Key point: If you’re looking to lose body fat, let nutrition be the priority where your energy deficit does the ‘fat burning’ and have training/physical activity support it.
As for walking versus running over the same distance, yes, there is a difference in calories per mile and variation will depend on an individual’s age, weight, body composition, running experience, pace and physical fitness.
The more intense the activity, the greater demand for fuel (glycogen and fat) and energy to be produced at the same rate.
Further, running will have a slightly greater ‘afterburn’ effect, known as excess post-exercise oxygen consumption (EPOC). In this study performed over one mile, EPOC remained elevated for 10 minutes for walkers and 15 minutes for runners. While the difference in energy expenditure and EPOC combined was about 30%, this amounted to just 48 calories. Nothing to write home about!
However, over longer distances and if done regularly, the difference may be more impactful. As a result, running may be preferable for people who want to expend more calories in less time.
However, that is NOT to say that running is a superior mode of exercise for everyone.
Walking, by comparison, can be an easy and seamless way to increase energy expenditure every day and has minimal impact on recovery and injury risk when compared to higher-intensity activities.
Also, for shifting body fat and creating a greater energy deficit, you will want to maximise the distance travelled (work done) but without significantly affecting hunger.
To that end, running may result in greater fatigue, glycogen depletion, and thus can be a sure-fire way to stimulate hunger and food cravings. In contrast, walking the same distance is less likely to be compensated for by reaching for food and therefore more likely to result in an actual energy deficit.

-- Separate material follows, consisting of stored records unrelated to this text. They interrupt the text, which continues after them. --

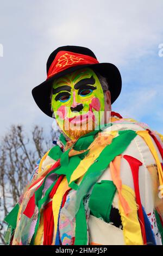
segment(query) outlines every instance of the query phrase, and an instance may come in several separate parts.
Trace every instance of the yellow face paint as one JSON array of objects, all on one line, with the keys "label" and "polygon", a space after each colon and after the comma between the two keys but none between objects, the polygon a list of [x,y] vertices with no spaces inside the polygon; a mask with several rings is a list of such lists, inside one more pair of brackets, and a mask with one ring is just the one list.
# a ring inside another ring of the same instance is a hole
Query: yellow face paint
[{"label": "yellow face paint", "polygon": [[52,107],[58,125],[71,139],[93,130],[104,111],[104,93],[96,74],[85,68],[55,80]]}]

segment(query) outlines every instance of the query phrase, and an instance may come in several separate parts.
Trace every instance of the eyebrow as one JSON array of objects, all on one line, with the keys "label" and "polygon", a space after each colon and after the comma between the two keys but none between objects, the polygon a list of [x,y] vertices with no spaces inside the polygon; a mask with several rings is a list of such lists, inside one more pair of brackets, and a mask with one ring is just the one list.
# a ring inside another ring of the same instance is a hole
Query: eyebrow
[{"label": "eyebrow", "polygon": [[[95,84],[95,79],[93,77],[89,78],[84,78],[82,79],[82,80],[78,82],[74,86],[74,88],[76,89],[80,89],[85,84]],[[59,93],[60,92],[63,90],[66,90],[67,92],[71,92],[72,88],[68,86],[60,86],[59,87],[57,87],[57,88],[54,89],[53,88],[53,94],[56,94],[56,93]]]},{"label": "eyebrow", "polygon": [[85,78],[82,79],[82,80],[78,82],[74,86],[74,89],[80,89],[85,84],[95,84],[95,79],[93,77],[91,76],[90,78]]},{"label": "eyebrow", "polygon": [[55,94],[56,93],[59,93],[62,90],[67,90],[67,92],[71,92],[71,87],[68,86],[62,86],[59,87],[58,87],[56,89],[53,88],[53,94]]}]

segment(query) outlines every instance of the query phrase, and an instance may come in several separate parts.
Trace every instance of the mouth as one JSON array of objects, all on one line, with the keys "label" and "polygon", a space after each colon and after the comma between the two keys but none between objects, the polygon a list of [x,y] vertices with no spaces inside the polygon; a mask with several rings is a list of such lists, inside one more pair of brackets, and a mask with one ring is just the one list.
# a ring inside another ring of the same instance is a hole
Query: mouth
[{"label": "mouth", "polygon": [[95,120],[95,117],[92,112],[91,106],[90,106],[89,111],[83,115],[76,115],[75,117],[71,118],[66,118],[68,120],[70,123],[72,124],[80,124],[81,123],[84,123],[87,121],[89,119],[92,119],[93,121]]}]

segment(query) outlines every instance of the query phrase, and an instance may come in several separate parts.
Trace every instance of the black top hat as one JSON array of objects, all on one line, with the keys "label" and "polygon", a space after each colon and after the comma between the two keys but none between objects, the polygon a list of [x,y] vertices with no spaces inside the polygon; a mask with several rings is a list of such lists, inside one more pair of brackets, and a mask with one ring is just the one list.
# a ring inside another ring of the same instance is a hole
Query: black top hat
[{"label": "black top hat", "polygon": [[40,109],[52,117],[51,93],[53,81],[83,68],[89,67],[105,77],[109,85],[111,102],[119,96],[122,80],[117,68],[111,63],[99,63],[92,51],[80,46],[62,46],[55,50],[47,62],[47,80],[32,90],[33,96]]}]

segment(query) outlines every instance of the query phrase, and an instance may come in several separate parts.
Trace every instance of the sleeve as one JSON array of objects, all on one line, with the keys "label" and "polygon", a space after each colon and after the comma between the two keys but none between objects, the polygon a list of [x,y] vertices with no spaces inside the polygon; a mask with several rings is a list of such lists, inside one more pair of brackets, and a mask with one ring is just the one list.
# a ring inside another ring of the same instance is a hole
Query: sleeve
[{"label": "sleeve", "polygon": [[162,144],[147,131],[137,133],[119,167],[116,157],[98,181],[112,181],[116,190],[107,208],[109,218],[91,210],[91,244],[162,245]]}]

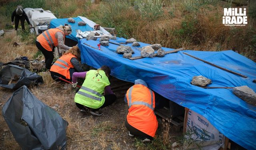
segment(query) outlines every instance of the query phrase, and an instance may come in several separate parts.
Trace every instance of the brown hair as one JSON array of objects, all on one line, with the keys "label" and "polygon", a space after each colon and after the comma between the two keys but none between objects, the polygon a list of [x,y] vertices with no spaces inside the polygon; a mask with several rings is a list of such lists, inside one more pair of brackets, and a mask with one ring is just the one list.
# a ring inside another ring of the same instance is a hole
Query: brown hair
[{"label": "brown hair", "polygon": [[100,68],[99,68],[98,70],[102,70],[104,71],[105,72],[105,74],[108,77],[109,75],[111,73],[111,70],[110,68],[107,66],[103,65],[100,67]]},{"label": "brown hair", "polygon": [[80,58],[80,52],[79,48],[77,46],[74,46],[71,48],[70,49],[64,53],[64,55],[67,54],[68,53],[71,53],[73,55],[75,56],[77,58]]}]

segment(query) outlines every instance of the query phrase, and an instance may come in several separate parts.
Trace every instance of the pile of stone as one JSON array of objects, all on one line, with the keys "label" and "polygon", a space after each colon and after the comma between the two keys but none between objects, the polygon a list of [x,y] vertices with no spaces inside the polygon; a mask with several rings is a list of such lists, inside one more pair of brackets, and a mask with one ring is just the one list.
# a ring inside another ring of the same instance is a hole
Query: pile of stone
[{"label": "pile of stone", "polygon": [[233,93],[248,103],[256,106],[256,93],[248,86],[236,87],[233,89]]},{"label": "pile of stone", "polygon": [[76,21],[75,21],[75,20],[74,20],[74,19],[72,18],[70,18],[68,19],[68,22],[71,22],[71,23],[76,22]]},{"label": "pile of stone", "polygon": [[120,45],[117,47],[116,52],[118,54],[123,54],[123,57],[128,58],[132,57],[132,54],[134,54],[134,52],[130,46]]},{"label": "pile of stone", "polygon": [[109,38],[108,38],[102,36],[100,39],[100,44],[102,46],[108,46],[109,45],[108,41]]},{"label": "pile of stone", "polygon": [[212,80],[202,76],[194,76],[190,83],[196,86],[205,86],[212,83]]},{"label": "pile of stone", "polygon": [[83,21],[80,21],[78,23],[78,26],[84,26],[86,25],[86,23]]}]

For those wanting to optimise body composition, my bias would lean towards low-intensity activities such as walking to complement a well-designed resistance training programme. (Also, if you are keen to gain muscle, running long distances encourages your muscles to adapt for endurance rather than to increase in size.)
If you prefer a more balanced approach, include a combination of resistance training and low intensity activity with some moderate-high intensity activity for cardiovascular fitness.
Ultimately, the decision should come down to what you love most. With exercise, place less emphasis towards the calories burned and more on how much better you feel after doing it. Again – let your calorie deficit through what you consume do the ‘fat burning’, supplemented and complemented by physical activity for overall good health.